Jovem que sonhava ser policial é morto por PM
Ao longo da semana passada, quando souberam que a manifestação por Oliveira era organizada, alguns PMs do 24º Batalhão passaram a pressionar os moradores da região onde ele vivia com família. Os PMs, segundo moradores ouvidos pela reportagem, diziam que, caso eles fossem às ruas, seriam reprimidos com violência.
Veja vídeo da manifestação dos amigos e familiares de Oliveira:
Segurança Pública e Comando da PM calados
No sábado (3), um dia antes da manifestação, a reportagem enviou ao novo secretário da Segurança Pública de São Paulo, Alexandre de Moraes, dez perguntas sobre a morte de Oliveira e sobre as possíveis ameaças contra seus amigos e parentes para a não realização da manifestação, mas a assessoria de imprensa da pasta não retornou. O mesmo aconteceu com as questões feitas ao Comando Geral da Polícia Militar de SP.
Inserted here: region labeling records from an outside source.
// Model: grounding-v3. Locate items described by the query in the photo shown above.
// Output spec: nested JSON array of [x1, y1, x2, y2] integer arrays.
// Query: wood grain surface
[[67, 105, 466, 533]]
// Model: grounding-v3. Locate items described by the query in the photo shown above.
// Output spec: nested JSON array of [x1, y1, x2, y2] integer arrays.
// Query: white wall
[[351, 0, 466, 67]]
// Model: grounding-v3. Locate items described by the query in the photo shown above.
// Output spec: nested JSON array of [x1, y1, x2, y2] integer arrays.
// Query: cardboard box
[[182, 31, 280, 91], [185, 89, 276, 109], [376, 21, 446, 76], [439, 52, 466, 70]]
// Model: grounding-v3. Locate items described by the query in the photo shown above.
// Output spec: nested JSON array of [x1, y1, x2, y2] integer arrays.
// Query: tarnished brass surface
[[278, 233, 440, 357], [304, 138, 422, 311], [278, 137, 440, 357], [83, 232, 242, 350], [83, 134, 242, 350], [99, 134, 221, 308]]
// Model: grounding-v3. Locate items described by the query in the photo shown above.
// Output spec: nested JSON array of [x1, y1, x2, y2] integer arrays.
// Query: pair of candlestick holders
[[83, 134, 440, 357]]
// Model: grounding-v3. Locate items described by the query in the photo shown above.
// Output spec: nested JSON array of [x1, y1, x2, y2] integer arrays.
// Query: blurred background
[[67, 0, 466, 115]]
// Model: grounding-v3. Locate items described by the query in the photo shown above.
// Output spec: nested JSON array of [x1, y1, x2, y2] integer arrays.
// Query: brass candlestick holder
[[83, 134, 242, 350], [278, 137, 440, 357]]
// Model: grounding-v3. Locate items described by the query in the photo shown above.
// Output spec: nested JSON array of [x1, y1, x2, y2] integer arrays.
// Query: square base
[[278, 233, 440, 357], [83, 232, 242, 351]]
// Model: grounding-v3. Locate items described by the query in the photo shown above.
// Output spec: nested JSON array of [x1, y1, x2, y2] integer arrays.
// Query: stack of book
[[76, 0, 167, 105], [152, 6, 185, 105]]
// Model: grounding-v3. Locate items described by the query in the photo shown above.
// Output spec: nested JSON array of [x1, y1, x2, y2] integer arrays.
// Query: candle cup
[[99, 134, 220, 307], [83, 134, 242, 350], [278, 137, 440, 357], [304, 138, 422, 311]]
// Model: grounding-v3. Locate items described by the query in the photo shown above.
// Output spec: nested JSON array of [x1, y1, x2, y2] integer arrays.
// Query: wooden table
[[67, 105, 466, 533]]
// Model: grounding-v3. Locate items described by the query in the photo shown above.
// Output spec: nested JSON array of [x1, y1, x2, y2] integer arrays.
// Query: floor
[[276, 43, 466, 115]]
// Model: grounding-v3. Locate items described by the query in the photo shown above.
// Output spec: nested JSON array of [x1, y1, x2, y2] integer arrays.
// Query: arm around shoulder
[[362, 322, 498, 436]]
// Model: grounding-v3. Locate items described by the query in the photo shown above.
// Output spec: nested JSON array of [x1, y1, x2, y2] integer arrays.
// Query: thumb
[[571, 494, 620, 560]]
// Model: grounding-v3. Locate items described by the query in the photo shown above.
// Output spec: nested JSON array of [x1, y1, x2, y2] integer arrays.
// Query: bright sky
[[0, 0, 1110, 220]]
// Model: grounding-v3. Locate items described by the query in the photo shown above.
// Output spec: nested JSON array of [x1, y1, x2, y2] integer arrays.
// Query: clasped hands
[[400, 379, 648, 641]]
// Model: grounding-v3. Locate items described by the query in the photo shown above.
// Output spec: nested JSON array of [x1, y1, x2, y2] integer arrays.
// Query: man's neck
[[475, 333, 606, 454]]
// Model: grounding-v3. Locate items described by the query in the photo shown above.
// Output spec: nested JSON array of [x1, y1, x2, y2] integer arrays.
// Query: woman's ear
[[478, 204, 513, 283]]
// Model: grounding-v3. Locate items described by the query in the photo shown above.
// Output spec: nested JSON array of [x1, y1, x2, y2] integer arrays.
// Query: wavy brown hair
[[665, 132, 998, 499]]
O primeiro pedido de esclarecimentos da reportagem sobre a morte de Oliveira foi feito à Segurança Pública e ao Comando Geral da PM em 28 de dezembro, mas também não foram respondidos pelas duas instituições.
Onze dias após a morte de Oliveira, nenhuma testemunha do homicídio, a não ser os PMs envolvidos diretamente no caso, foi interrogada pela Polícia Civil ou pela Corregedoria da Polícia Militar.
Duas cápsulas de pistola .40 e um projétil que, segundo moradores do local onde Oliveira foi morto, partiram da arma do soldado Getulio estão até agora com os familiares do rapaz, já que a Polícia Civil não determinou que a perícia fosse realizada.
Parecia ser
Na versão do soldado Getúlio à Polícia Civil, bastante contestada pelos moradores da área onde Oliveira foi morto, o entregador de pizza, mesmo pilotando sua motocicleta, “levou a mão à cintura fazendo aparecer o que seria uma arma de fogo”.
“Ademais, notou o miliciano estadual [soldado Getulio Silva] que o piloto [Oliveira] fez menção de munir-se com tal objeto [a suposta arma], tendo o policial militar a natural reação de sacar sua pistola e efetuar dois disparos contra o motociclista”, escreveu no registro do caso a delegada Valéria Andreza do Nascimento, do 1º Distrito Policial de Diadema.
Ainda segundo o soldado Getúlio Silva, mesmo baleado no peito e na boca, Oliveira conseguiu pilotar sua motocicleta para tentar escapar. Depois de atirar no jovem, o PM entrou no carro da PM onde seu companheiro o esperava e ambos localizaram o entregador de pizza caído na rua Camarupim.
Os dois PMs disseram que, até aquele momento, não tinham certeza se os tiros dados pelo soldado haviam ou não acertado Oliveira, confirmação que só tiveram depois dos socorristas do SAMU (Serviço de Atendimento Móvel de Urgência) levarem o entregador de pizza para o Hospital Municipal de Diadema, onde ele chegou morto.
Apesar de afirmarem não terem conseguido ver se Oliveira estava ou não baleado, já que disseram não ter visto sangue no corpo do jovem, também porque ele estava caído de bruços, os dois PMs disseram à Polícia Civil que o revistaram no chão e encontraram com ele um revólver calibre 38 – a arma consta como roubada de uma empresa de segurança, em 2010, na Cidade Ademar, bairro da zona sul de São Paulo.
A família de Oliveira acredita que os PMs plantaram a arma perto do corpo do jovem para tentar imputar a ele um possível ataque que viesse a justificar o revide do soldado Getulio.